≪生没年・人名≫
?~天正4年(1576年)
正勝、重友、九郎右衛門(くろうえもん)、賜姓、任官して原田備中守。

≪事績≫
初め姓は塙(ばん)と称し、尾張国春日井比良村出身といわれ、はじめは信長の馬廻りで、赤母衣衆の一人でしたが、信長が岐阜に移るのに伴って岐阜に移り住みました。

永禄十一年(1568年)九月には信長の上洛に従い、京都の政治に関与し、吏僚として畿内の政務を担当しています。

また直政の妻は柴田勝家の娘、妹の直子は信長の側室で、信長の庶長子・信正の母親ともいわれています。

そんな直政は蘭奢待下賜の際に御奉行(監査役)を務め、天正二年(1574年)五月には山城の守護に補され、ついで翌三年(1575年)三月には大和の守護も兼ねて二か国を支配していました。

さらに全盛期にあっては上記の通り、全権を任されたわけではないにせよ南山城・大和の二か国の統治権に加えて、河内国の城割を行うなど同年代の宿老クラスである柴田勝家に勝るとも劣らない三か国に及ぶ広い範囲の支配権を持っていました。

もちろん原田直政は戦でも働いており、対石山本願寺攻め、伊勢長島攻め、高島城の戦い、越前一向一揆征伐にも従軍し戦功を立てています。

「信長公記」によると天正三年五月の長篠の戦いでは、佐々成政・前田利家・野々村正成・福富秀勝とともに鉄砲奉行に任じられたとされています。

天正三年には信長の奏請によって、羽柴秀吉・明智光秀・梁田広正らと共に叙任されて備中守に任ぜられ、さらに原田姓を賜りました。

ちなみに原田姓は九州の名族であり、同様に丹羽長秀は惟住姓、明智光秀は惟任姓、といったいずれも九州の名族の姓を賜っています。

そして直政は、翌天正四年(1576年)から明智光秀・荒木村重・細川藤孝・三好康長らと共に石山本願寺攻撃の主力となって出陣しました。

村重は尼崎より海路をとって北野田の砦を抑えて河川を封鎖し、光秀と藤孝は森口(現在の守口)と森川に砦を構え、直政は天王寺の要害を固めました。

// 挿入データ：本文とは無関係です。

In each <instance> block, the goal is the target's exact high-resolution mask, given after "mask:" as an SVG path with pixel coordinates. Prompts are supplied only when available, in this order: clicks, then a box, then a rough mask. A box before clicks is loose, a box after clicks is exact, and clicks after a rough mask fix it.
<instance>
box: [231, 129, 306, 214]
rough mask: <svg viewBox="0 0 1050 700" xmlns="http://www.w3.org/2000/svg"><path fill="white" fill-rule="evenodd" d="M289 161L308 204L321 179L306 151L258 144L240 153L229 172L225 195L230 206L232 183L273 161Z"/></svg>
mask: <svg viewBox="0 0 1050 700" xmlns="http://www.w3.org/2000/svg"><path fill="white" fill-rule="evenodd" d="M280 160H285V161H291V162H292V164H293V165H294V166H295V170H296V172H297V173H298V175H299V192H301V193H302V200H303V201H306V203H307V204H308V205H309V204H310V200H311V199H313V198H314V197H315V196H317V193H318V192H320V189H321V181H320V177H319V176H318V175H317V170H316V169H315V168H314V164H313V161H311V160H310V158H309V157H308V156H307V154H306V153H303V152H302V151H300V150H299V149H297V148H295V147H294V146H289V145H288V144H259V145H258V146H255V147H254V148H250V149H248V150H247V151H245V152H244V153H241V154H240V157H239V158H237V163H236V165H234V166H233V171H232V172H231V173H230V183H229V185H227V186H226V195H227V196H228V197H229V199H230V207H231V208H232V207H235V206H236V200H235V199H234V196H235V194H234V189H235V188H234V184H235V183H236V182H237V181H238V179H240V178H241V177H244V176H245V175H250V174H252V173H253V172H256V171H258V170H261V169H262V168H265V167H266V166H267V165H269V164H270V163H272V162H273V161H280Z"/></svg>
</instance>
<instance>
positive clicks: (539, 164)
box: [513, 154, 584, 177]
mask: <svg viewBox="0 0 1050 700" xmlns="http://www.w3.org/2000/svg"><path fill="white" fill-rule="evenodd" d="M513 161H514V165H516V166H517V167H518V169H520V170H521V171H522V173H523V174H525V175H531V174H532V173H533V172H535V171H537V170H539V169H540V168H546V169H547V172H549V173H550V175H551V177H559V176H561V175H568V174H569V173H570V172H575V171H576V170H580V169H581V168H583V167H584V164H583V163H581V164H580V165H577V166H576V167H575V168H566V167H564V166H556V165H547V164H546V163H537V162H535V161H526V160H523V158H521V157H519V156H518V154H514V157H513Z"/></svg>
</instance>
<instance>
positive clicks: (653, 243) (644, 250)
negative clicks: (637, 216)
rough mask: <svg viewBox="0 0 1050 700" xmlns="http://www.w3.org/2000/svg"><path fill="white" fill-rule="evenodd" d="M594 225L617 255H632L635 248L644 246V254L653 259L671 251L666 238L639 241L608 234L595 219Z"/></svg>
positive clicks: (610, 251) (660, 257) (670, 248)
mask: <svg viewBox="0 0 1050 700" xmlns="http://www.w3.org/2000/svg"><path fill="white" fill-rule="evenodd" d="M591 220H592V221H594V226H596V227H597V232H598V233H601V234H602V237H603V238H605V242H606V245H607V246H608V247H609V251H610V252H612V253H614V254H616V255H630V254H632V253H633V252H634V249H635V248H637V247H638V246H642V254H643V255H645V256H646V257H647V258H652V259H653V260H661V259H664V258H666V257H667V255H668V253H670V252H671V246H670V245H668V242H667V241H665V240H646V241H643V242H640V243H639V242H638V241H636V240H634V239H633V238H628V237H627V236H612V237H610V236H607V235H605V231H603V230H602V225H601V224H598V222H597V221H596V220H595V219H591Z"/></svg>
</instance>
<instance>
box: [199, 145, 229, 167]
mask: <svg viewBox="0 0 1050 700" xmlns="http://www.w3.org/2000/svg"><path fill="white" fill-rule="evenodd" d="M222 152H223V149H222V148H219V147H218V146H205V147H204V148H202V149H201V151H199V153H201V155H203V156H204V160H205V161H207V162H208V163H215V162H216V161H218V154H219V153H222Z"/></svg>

逆に本願寺側は、楼岸・木津に砦を構えて難波口からの海路を確保していましたが、信長はこの両砦の攻略を命じました。

その命を受け、佐久間信盛は天王寺砦に詰め、両砦への攻撃には第一陣として三好康長と根来衆、第二陣は直政と大和・山城衆という編成であたりました。

しかし本願寺側ではこの動きを事前に察知し、雑賀衆の鈴木重秀が率いる伏兵が待ち構えていたため、木津砦に攻寄ろうとしていた三好康長はあえなく撤退しています。

一方、直政は康長の撤退後も何とか踏みとどまっていましたが、本願寺側から僧兵が攻め寄せてきたため総崩れとなり、直政も伯父・安広や弟・小七郎など一族内の有力な武将とともに乱戦の中で戦死しました。

直政の死によって戦線の崩壊という危機が織田軍に迫りましたが、信長自ら援軍を率いて駆けつけ、足に銃創を負うほどの奮戦によって戦線は再び持ち直されました。

この戦ののち、生き残った直政の一族は敗戦の責任を信長に取らされる形で没落していきました。

なお、直政の戒名は全巧とつけられ、、墓所は尾張大野木の福昌寺に残っています。